The one thing I don’t really like about the game is that it has the same type of inventory limitations that are found in other RPGs, one that artificially limits you in terms of a number of stacks of items, but allows you to carry a very large number of assembled train locomotives on you at the same time. The only game I’ve found that doesn’t do this is EVE online, where your cargo hold can contain any number of different things, limited only by the “physical space” that it takes up, and the issues with cargo hold size are pretty central to the game. I just don’t find it very immersive that I can haul around a ton of heavy large objects, but have limited inventory space determined by the type of item. EVE is evidence that you absolutely don’t have to do things that way, and yet practically every game does.
Took a break from Elite: Dangerous to mess around in Factorio. Had some false starts due to not trying the tutorial first but now have a nice little base at a huge iron deposit and a modest coal deposit. Three steam engines with two labs along with several electric miners and inserters. Got my first car last night.
Is there any way to see what map seed I’m on? Would have liked to revisit one of those false starts. Spawned in a heavily wooded area with a huge coal field nearby and little else; my first burner miner was a wood-powered coal harvester.
A look through the Steam discussions suggests that the biggest change people are railing against is the change to the quickbar slots - they are now shortcuts to your inventory rather than an inventory slot in their own right.
They have also changed the science recipes, which means that current saves will no longer work the same. You can still get legacy versions through Steam downloaded, so even if you’ve updated you can go back.
It is still Early Access beta. Expect things to change. They have changed before.
When I loaded up some of my maps, a lot of the reasearch I had was just… gone. I had to re-research a lot.
Also… biters suddenly got bigger, more aggressive, and spawned more/larger bases. Basically I can no longer rely on running over nests with tanks, I need to research/use all the military options.
The inventory UI changes are a little confusing as well. The icons are smaller, it’s more complicated, harder to find things.
Before, it seems like the enemies existed just to put a little pressure/distraction on you, so that it’s not purely a building game. Now it seems more like a bug-fighting game and I’m not so keen on that aspect.
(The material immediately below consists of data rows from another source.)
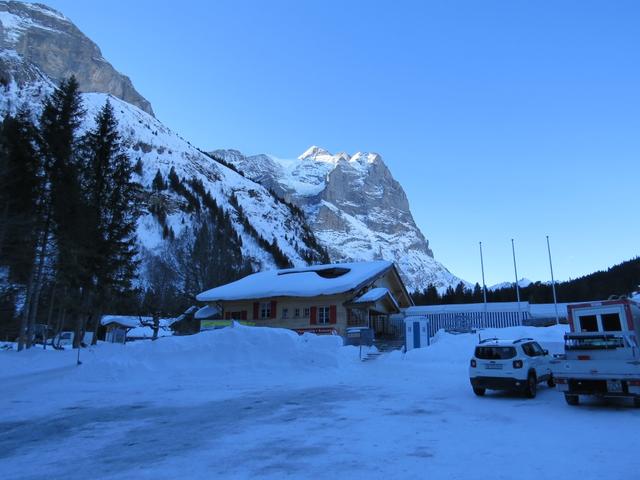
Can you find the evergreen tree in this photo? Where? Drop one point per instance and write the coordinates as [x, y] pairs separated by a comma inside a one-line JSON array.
[[158, 183], [63, 203], [20, 183], [112, 199]]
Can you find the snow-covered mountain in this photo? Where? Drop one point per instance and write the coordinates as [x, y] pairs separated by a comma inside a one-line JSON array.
[[522, 283], [259, 217], [356, 208], [350, 205]]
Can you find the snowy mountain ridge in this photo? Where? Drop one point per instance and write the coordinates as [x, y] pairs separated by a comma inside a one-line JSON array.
[[358, 211], [345, 202], [259, 218]]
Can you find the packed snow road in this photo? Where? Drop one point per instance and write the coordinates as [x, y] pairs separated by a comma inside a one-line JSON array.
[[264, 403]]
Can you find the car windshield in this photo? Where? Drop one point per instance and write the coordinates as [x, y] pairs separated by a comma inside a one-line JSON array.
[[495, 353], [596, 342]]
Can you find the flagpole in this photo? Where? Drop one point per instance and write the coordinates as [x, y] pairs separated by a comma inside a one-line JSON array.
[[553, 282], [484, 286], [515, 269]]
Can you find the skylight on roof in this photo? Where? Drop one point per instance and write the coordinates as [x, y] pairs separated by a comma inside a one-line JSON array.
[[332, 272]]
I checked out the trailer on youtube and it started off interesting, then shot straight past cool to awesome, but then nosedived into heartbreaking when it got to the massive pollution riling up the local fauna who mobilized to fight back only to be ruthlessly mown down by trains. Sad panda.
This is the big one for me. The UI changes I got used to in a few minutes; eh, whatever. But the new recipes mean some serious changes to my base. I fixed up a couple of them (blue and black) without too much trouble, but purple and yellow are pretty damn different.
I was building up a pretty serious base–one that could launch a rocket every few minutes (maybe once a minute)–but this is pretty demotivating.
On the contrary, quite motivating for me to maybe get back into it, although I did happen to stop after being unable to truly cope with the scale of the changes the last time they drastically reworked the science system. Maybe they actually improved it so you didn’t need to feed god-awful amounts of copper coil into one machine. I don’t remember the exact requirement, but it seemed really silly.